When to Use (and Not Use) Audience Signals
When you should:
- You have decent data (visitors, customers, lists) and want to scale.
- You’re launching a new PMax campaign and want a strong start.
- You want to segment your asset groups intelligently.
When you might hold back:
- If you have zero first-party data, you might lean on broader signals while building data.
- If your budget is very tiny (algorithm needs some volume to learn).
- If you’re in a very restricted industry (some audiences/data may not be available).
2025 Trends & What’s Changing
- Google continues to enhance PMax and the role of machine learning. Audience signals remain important but algorithm sophistication grows.
- “Search themes” are gaining traction as an alternative/hybrid to custom intent keywords inside PMax. Google for Developers+1
- Privacy changes and data restrictions (especially 3rd-party cookies) increase the value of your own first-party data.
- More automation means less manual targeting; audience signals become one of the few “manual” levers you have in PMax.
- Cross-channel synergy: Because PMax covers many Google networks, ensuring your audience signal aligns with omnichannel behaviour (mobile, YouTube, display) is key.
Summary
Audience signals in Google Ads Performance Max are a powerful but often under-utilised lever. When used correctly:
- They help accelerate the learning phase.
- They steer the algorithm toward your best customers (and similar ones).
- They allow for smarter segmentation of asset groups and creative.
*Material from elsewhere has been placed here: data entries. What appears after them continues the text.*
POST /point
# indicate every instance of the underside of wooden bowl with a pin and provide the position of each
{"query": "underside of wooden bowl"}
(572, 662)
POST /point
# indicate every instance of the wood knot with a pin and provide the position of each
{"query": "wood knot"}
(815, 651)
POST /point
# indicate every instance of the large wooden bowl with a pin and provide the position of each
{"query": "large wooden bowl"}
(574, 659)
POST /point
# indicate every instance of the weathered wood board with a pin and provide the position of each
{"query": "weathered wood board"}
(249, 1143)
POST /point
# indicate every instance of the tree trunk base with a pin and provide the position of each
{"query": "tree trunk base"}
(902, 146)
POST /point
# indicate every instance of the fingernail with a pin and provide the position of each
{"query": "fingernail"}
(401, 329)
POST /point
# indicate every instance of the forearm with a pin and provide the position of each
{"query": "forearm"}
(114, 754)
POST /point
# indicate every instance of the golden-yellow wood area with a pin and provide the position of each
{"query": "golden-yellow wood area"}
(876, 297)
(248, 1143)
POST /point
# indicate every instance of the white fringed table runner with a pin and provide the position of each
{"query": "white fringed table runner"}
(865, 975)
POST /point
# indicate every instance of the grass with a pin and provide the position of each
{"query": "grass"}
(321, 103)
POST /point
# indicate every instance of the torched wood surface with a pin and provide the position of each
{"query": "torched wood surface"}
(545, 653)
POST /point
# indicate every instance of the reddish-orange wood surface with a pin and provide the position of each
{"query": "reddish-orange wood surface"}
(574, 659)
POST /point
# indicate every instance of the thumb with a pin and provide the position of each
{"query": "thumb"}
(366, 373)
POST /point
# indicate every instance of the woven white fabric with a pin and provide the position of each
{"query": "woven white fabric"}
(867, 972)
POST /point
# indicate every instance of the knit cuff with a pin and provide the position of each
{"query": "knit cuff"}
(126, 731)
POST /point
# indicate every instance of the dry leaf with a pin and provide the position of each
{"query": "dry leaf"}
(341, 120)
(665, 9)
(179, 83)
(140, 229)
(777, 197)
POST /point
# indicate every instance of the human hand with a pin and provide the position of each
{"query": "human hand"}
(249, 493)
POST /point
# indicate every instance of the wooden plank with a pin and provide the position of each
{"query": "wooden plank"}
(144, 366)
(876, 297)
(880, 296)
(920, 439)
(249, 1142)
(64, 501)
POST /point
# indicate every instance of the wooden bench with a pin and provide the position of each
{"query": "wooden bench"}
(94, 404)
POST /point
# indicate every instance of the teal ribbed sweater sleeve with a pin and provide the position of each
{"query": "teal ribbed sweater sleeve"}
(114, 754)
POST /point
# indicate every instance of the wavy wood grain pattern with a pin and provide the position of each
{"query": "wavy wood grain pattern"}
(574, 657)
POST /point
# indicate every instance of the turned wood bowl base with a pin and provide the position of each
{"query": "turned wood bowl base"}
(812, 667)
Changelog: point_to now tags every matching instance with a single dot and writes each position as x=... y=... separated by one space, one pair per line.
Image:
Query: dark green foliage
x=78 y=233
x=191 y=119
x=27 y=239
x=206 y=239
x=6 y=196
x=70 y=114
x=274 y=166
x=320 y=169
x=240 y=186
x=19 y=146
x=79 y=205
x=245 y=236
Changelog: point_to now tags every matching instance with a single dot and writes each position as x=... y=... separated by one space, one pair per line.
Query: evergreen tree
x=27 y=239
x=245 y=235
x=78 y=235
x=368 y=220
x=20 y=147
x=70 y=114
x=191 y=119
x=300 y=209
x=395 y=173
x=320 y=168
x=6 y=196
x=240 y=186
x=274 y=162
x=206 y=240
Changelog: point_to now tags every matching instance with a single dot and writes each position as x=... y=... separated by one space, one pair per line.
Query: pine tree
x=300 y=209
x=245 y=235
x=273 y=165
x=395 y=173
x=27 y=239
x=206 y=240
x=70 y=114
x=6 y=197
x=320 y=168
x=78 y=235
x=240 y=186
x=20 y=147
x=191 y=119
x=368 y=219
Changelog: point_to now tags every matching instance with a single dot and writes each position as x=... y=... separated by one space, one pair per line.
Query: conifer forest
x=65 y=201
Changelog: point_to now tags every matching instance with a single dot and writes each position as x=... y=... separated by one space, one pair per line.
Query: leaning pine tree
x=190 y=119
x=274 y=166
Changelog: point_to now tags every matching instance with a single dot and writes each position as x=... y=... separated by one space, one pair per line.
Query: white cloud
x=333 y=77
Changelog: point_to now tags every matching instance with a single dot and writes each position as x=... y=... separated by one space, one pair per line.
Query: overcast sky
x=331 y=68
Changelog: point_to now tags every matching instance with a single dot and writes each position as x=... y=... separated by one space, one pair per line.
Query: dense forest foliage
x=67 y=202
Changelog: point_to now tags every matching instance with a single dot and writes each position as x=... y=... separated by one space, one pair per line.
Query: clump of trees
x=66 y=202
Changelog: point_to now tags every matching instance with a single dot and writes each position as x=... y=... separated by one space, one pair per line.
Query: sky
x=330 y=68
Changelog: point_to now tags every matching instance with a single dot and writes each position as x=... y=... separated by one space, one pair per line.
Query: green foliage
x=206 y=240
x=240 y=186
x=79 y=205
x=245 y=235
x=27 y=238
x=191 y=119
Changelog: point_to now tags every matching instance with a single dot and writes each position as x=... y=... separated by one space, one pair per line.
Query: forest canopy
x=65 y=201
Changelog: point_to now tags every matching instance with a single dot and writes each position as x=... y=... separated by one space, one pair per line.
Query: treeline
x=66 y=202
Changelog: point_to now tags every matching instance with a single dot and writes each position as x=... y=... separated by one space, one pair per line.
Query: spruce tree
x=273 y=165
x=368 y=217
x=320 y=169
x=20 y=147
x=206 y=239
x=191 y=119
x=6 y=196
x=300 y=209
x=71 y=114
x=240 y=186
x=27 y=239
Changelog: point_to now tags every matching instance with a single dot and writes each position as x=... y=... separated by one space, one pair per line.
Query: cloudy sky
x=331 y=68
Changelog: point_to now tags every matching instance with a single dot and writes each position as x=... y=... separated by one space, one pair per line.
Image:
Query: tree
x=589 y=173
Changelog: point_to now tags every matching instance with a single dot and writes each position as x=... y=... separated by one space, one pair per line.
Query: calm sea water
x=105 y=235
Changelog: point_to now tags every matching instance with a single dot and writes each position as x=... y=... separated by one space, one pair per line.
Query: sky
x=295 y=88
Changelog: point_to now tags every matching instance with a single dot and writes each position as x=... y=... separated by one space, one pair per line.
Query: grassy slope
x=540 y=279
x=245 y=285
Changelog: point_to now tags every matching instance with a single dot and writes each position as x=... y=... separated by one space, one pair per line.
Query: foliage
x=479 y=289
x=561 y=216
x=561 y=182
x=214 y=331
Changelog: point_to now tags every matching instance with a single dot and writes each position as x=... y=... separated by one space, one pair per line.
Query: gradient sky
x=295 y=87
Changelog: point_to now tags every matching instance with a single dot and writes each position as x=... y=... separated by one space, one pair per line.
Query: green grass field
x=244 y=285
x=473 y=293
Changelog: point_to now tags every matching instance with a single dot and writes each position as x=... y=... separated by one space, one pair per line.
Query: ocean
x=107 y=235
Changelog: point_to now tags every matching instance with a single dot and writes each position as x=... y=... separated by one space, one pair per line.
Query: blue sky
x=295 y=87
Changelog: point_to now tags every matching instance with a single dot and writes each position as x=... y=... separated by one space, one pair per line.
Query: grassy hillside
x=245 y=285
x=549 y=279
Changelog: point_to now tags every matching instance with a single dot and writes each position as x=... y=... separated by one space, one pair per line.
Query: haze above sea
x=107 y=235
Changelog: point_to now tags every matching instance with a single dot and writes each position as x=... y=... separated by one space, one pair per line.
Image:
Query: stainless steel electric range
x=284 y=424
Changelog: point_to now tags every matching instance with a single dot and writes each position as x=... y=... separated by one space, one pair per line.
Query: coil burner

- They support better performance, especially when competition and cost pressures are high.
In 2025, with automation dominating, understanding and using audience signals gives you an edge. You’re not fully controlling who sees your ad, but you are giving Google’s AI the right hints. Do that well, monitor intelligently, iterate creatively — and you’ll unlock more conversions, better ROAS, and smarter spend.